An additional intriguing feature is that many adversarial examples (i.e. small perturbations almost indistinguishable by humans that fool deep classifiers) generalise to different architectures, possibly trained on different datasets [goodfellow_explaining_2014, szegedy_intriguing_2013]. Also in this case, the geometry of the data manifold and its embedding in a high dimensional space are likely to be involved. On the one hand, one can find directions that generate examples which are sufficiently far from the data manifold, the so called linear attacks in [goodfellow_explaining_2014]. The high dimensionality of the input space de facto implies that such directions exist and are common, also for simple linear models. However, not all adversarial examples are of this category, and the low dimensional data manifold itself is likely to be intrinsically complex once embedded into a high-dimensional space. This intuitively means that each point in the data manifold is likely to be close to other parts of the manifold corresponding to different classes. Evidence in this direction comes from the fact that adversarial examples have been found to typically have a higher local intrinsic dimensionality than training points [amsaleg_vulnerability_2017, ma_characterizing_2018], suggesting that robust adversarial examples are found in directions in space where the data manifold folds and has a more complex local geometry (see Figure 3).
In summary, our results recapitulate a number of previous observations that were broadly conjectured in the technical community, bringing them together under a novel, intuitive geometric perspective. A major new insight arising from this perspective is that complex classifiers can only work well in circumstances where they necessarily are vulnerable.

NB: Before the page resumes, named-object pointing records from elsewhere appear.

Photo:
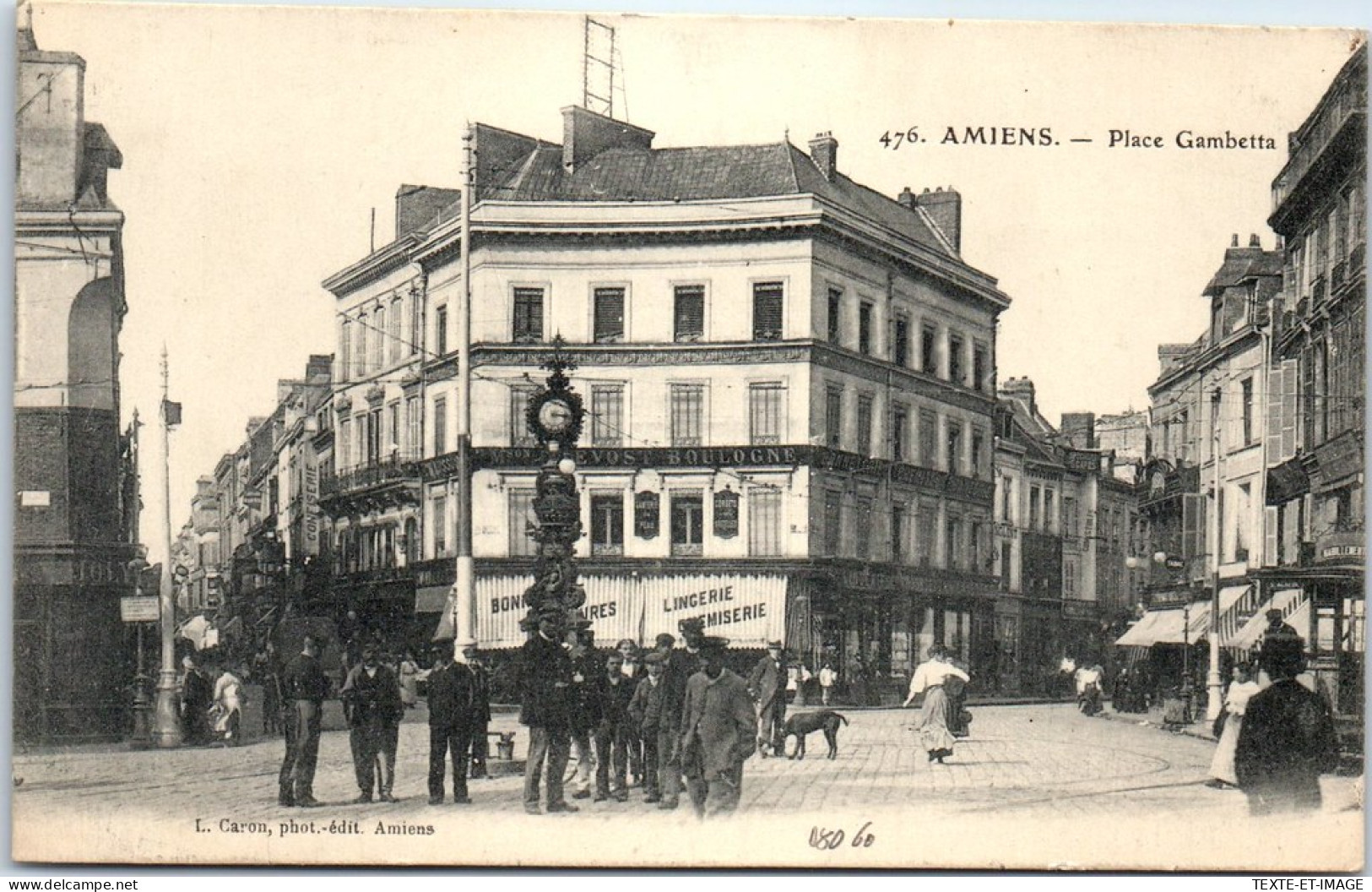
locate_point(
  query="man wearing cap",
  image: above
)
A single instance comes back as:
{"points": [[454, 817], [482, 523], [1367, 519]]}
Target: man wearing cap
{"points": [[767, 683], [453, 718], [718, 729], [545, 689], [1288, 738], [480, 709], [651, 715], [305, 687], [373, 709]]}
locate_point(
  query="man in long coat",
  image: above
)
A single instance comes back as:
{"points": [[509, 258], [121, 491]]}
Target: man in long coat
{"points": [[545, 689], [767, 685], [373, 707], [453, 718], [718, 727], [303, 688], [1288, 738]]}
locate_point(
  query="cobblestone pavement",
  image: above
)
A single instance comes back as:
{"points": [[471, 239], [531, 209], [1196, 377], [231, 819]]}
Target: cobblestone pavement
{"points": [[1021, 764]]}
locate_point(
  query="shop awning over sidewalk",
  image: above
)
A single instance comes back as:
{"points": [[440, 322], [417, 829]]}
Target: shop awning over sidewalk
{"points": [[1174, 625], [1295, 617]]}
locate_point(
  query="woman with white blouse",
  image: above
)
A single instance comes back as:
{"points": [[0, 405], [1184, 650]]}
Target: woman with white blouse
{"points": [[933, 718]]}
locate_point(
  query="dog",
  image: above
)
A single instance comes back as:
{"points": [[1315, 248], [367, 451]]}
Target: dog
{"points": [[803, 723]]}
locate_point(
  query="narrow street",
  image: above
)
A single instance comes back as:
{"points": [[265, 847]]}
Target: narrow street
{"points": [[1102, 789]]}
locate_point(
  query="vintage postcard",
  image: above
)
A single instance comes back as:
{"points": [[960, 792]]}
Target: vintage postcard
{"points": [[463, 438]]}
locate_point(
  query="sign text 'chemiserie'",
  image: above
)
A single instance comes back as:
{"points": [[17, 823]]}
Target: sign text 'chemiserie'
{"points": [[719, 606]]}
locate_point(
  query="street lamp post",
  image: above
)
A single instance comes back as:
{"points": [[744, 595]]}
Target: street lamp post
{"points": [[169, 698]]}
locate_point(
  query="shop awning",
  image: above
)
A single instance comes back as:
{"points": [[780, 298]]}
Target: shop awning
{"points": [[431, 599], [1174, 625], [1286, 601]]}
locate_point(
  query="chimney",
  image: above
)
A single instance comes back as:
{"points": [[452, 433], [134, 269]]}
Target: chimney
{"points": [[417, 206], [318, 365], [586, 135], [1080, 428], [1021, 391], [944, 208], [823, 151]]}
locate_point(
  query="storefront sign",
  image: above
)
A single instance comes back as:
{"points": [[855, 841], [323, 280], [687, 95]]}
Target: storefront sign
{"points": [[138, 610], [1341, 548], [726, 514], [750, 611], [647, 514]]}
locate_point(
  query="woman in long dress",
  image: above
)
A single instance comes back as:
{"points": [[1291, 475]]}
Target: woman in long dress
{"points": [[409, 672], [1235, 703], [933, 718]]}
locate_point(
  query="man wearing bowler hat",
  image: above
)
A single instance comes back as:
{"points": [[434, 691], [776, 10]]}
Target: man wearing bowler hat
{"points": [[453, 718], [718, 727], [545, 707], [767, 683]]}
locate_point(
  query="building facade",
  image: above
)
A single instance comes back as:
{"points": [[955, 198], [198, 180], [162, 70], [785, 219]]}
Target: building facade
{"points": [[73, 467], [789, 384], [1316, 460]]}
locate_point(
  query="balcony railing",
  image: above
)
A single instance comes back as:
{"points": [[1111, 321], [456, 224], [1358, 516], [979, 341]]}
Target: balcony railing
{"points": [[368, 476]]}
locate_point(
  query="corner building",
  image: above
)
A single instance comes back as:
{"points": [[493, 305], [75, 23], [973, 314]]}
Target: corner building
{"points": [[76, 505], [789, 383]]}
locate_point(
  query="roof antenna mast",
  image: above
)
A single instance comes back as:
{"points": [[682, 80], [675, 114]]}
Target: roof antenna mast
{"points": [[599, 61]]}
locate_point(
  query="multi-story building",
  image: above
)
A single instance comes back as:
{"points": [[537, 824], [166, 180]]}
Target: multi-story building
{"points": [[1202, 493], [1065, 527], [72, 523], [789, 382], [1316, 461]]}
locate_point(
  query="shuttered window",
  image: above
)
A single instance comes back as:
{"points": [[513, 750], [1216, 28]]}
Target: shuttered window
{"points": [[687, 409], [767, 307], [764, 522], [764, 413], [522, 508], [607, 415], [529, 314], [610, 314], [689, 312]]}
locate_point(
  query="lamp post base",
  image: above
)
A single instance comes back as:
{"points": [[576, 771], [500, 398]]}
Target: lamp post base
{"points": [[168, 732]]}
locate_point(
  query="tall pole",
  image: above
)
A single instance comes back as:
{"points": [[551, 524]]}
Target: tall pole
{"points": [[169, 701], [464, 600], [1213, 683]]}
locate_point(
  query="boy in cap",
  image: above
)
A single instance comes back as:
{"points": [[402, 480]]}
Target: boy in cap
{"points": [[718, 729], [651, 716]]}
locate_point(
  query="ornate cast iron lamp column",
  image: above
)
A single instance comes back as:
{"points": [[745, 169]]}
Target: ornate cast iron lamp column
{"points": [[555, 416]]}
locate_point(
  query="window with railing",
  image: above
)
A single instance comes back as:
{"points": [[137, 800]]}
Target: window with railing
{"points": [[689, 312], [766, 413], [529, 314], [520, 435], [520, 512], [687, 523], [767, 310], [608, 324], [608, 523], [687, 415], [865, 424], [607, 415], [764, 522]]}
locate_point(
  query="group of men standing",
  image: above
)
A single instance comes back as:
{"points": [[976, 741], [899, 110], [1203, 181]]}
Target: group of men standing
{"points": [[693, 720], [458, 715]]}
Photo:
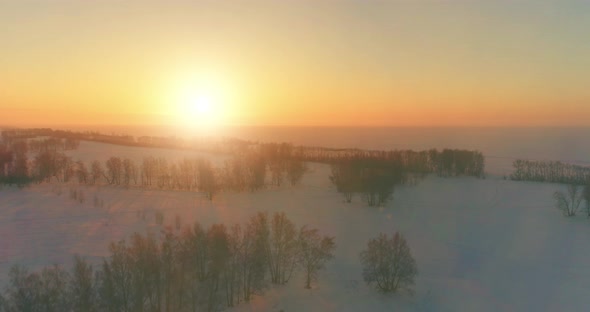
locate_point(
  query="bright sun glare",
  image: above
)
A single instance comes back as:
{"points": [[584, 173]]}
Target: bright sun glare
{"points": [[200, 104]]}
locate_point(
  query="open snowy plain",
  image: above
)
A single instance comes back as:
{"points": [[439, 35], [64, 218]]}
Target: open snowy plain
{"points": [[480, 244]]}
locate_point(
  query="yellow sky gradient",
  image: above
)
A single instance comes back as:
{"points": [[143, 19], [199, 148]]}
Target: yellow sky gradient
{"points": [[369, 63]]}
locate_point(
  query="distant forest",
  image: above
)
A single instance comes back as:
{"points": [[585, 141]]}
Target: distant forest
{"points": [[193, 269], [549, 171], [252, 165]]}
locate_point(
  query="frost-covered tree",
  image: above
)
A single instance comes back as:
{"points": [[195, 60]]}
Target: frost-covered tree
{"points": [[314, 252], [82, 290], [282, 251], [569, 203], [587, 196], [388, 263]]}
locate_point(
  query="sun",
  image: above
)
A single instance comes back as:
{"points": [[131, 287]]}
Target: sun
{"points": [[200, 105]]}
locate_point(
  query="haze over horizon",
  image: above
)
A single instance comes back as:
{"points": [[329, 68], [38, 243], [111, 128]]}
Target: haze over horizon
{"points": [[304, 63]]}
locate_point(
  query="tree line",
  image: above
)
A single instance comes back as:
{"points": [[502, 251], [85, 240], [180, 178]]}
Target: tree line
{"points": [[201, 269], [250, 170], [196, 269], [549, 171], [375, 175], [445, 163]]}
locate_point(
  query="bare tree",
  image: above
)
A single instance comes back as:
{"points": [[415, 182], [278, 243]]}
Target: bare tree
{"points": [[97, 171], [82, 172], [315, 251], [81, 289], [295, 171], [587, 196], [389, 263], [282, 251], [570, 202]]}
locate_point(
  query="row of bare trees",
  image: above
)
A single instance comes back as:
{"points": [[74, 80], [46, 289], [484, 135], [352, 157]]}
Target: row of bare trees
{"points": [[247, 171], [193, 270], [373, 179], [14, 166], [549, 171], [569, 202], [446, 163]]}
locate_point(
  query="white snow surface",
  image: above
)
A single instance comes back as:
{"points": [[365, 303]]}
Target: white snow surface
{"points": [[480, 244]]}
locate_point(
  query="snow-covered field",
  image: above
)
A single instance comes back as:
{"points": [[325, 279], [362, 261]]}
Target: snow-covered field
{"points": [[480, 245]]}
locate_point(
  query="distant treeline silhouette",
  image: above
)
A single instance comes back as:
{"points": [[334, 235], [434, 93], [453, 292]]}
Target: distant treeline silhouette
{"points": [[374, 175], [196, 269], [252, 165], [549, 171]]}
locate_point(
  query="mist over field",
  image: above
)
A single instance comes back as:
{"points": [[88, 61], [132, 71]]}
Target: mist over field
{"points": [[479, 244]]}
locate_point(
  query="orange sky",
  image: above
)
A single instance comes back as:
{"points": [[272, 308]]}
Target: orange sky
{"points": [[395, 63]]}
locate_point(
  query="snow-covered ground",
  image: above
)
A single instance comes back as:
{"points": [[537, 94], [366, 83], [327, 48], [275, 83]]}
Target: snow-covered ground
{"points": [[480, 245]]}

Our work also illustrates some possible directions to ameliorate the problem. Several groups are already investigating the possibility of adding local consistency constraints to the objective function of a neural network classifier [szegedy_intriguing_2013, goodfellow_explaining_2014, goodfellow_generative_2014, papernot_distillation_2015, papernot_towards_2016, carlini_towards_2016] for example in the form of -norm robustness. Such approaches show promise, yet, in order not to compromise performance, only very light regularisation can be applied. An alternative is to avoid the high-dimensionality trap by pre-processing data with a dimensionality reduction technique [roweis2000nonlinear, tenenbaum2000global]. Such an approach is appealing, as it may greatly simplify the data manifold geometry, and in some simple cases can be analysed theoretically [cannings2017random], though it may still be vulnerable to white box adversarial attacks when combined in a pipeline with a (complex) classifier [shafahi2018]. Notions of intrinsic dimensionality [facco_estimating_2017, ma_characterizing_2018] may play a useful role in understanding vulnerability, and indeed PCA has been advocated as a defense strategy against adversarial attacks [bhagoji_enhancing_2017]. A different direction would be to adopt a Bayesian perspective, provided we can tackle its formidable computational challenges: this would both regularise unconstrained directions and, by quantifying posterior uncertainty on model parameters, would potentially automatically detect vulnerable directions.